The findings reveal striking inequities in childhood cancer burden between high and low SDI countries. High and high-middle SDI countries account for about 35% (147,300) of new cases of childhood cancer in 2017, but only 18% of DALYs (around 2 million years of healthy life lost). In sharp contrast, low-middle and low SDI countries with 38% of global incidence (159,600 new cases) account for 60% of DALYs (almost 7 million years of healthy life lost), according to analysis.
In a linked comment, Charles A Stiller from Public Health England (London), says: “The overwhelming majority of cases of cancer in children and adolescents (those aged younger than 20 years) occur in LMICs, which thus bear a correspondingly large part of the global cancer burden for this age group. A notable feature of the study is its stark demonstration of the absolute and relative scale of the burden in lower-resource countries and how it contrasts with that in high-income countries.”
He adds, “Early diagnosis can bring substantial reductions in mortality and long-term morbidity. Although gains from early diagnosis should be greatest in lower-resource countries, where too many cases are diagnosed at a late stage, they should be felt even in affluent countries, notably for people with low-grade brain tumors, survivors of which bear a considerable burden of disability.”

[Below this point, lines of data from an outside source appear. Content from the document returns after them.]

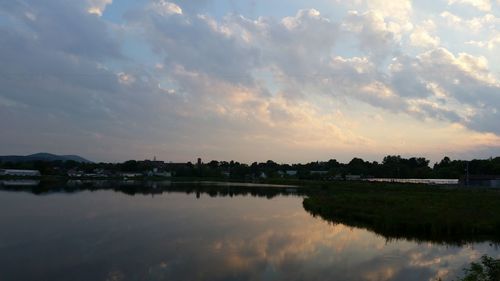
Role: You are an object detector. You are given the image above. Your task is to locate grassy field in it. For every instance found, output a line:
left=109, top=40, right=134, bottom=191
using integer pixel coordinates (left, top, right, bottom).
left=303, top=182, right=500, bottom=244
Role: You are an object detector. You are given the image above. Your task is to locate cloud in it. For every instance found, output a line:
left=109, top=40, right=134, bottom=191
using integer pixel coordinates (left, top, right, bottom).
left=448, top=0, right=491, bottom=12
left=87, top=0, right=113, bottom=16
left=0, top=0, right=500, bottom=159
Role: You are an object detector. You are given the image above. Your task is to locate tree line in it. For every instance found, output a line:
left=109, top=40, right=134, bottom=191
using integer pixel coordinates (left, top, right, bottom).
left=0, top=155, right=500, bottom=179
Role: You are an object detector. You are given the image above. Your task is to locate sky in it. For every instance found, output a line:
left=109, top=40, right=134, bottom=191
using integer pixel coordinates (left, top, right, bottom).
left=0, top=0, right=500, bottom=163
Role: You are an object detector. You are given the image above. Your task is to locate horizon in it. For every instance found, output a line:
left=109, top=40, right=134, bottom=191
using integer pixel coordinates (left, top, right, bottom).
left=0, top=0, right=500, bottom=163
left=0, top=152, right=500, bottom=168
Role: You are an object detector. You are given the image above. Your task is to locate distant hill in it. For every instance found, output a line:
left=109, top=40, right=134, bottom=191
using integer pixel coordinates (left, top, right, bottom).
left=0, top=153, right=92, bottom=163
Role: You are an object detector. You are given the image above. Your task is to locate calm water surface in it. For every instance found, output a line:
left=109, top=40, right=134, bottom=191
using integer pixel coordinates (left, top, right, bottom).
left=0, top=184, right=500, bottom=281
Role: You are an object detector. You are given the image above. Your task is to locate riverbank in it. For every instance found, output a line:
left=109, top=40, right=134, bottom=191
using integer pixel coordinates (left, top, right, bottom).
left=303, top=182, right=500, bottom=244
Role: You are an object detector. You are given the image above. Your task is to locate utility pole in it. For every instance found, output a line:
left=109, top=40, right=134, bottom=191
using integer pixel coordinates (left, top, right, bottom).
left=465, top=161, right=469, bottom=186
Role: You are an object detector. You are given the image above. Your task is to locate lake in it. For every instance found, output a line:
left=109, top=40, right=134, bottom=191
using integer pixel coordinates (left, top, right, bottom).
left=0, top=183, right=500, bottom=281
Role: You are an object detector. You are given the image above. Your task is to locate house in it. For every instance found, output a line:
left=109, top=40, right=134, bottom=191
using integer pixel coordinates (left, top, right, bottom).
left=0, top=169, right=41, bottom=177
left=310, top=171, right=328, bottom=176
left=345, top=175, right=361, bottom=181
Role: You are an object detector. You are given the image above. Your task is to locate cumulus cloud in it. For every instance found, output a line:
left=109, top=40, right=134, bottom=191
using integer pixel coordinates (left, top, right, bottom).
left=448, top=0, right=491, bottom=12
left=0, top=0, right=500, bottom=158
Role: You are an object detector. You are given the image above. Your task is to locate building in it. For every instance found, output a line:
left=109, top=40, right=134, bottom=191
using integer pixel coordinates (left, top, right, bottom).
left=0, top=169, right=41, bottom=177
left=310, top=171, right=328, bottom=176
left=345, top=175, right=361, bottom=181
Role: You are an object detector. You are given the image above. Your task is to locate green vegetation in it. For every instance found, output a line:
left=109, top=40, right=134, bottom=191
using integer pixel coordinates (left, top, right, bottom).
left=0, top=155, right=500, bottom=180
left=303, top=182, right=500, bottom=244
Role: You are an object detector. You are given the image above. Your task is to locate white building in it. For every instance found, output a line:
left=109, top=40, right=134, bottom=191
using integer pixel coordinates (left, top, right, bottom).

India, China, Nigeria, Pakistan, Indonesia face the largest burden of childhood cancer among countries with the highest population of children. According to the researchers, lack of diagnosis and access to healthcare and a younger population are responsible for the disproportionately large childhood cancer burden in many of the poorest countries. The USA had the sixth-largest burden in 2017, and sub-Saharan Africa had the biggest DALY burden for more childhood cancer types than any other region.
“The universal language of data offers a substantial opportunity to those fighting the global burden of childhood cancer. Analysis of the DALY burden by the individual country and cancer subtype shows the significant need for investment in data capture. Quality data collection and standardized reporting are crucial early strides towards better care provision for children with cancer in LMICs. Capture of national childhood cancer data can guide investments in the training of specialists to ensure earlier diagnoses, providing equitable access to medicines, reducing deaths, and improving survivorship care and quality of life,” state the editors of The Lancet Child & Adolescent Health journal in an editorial.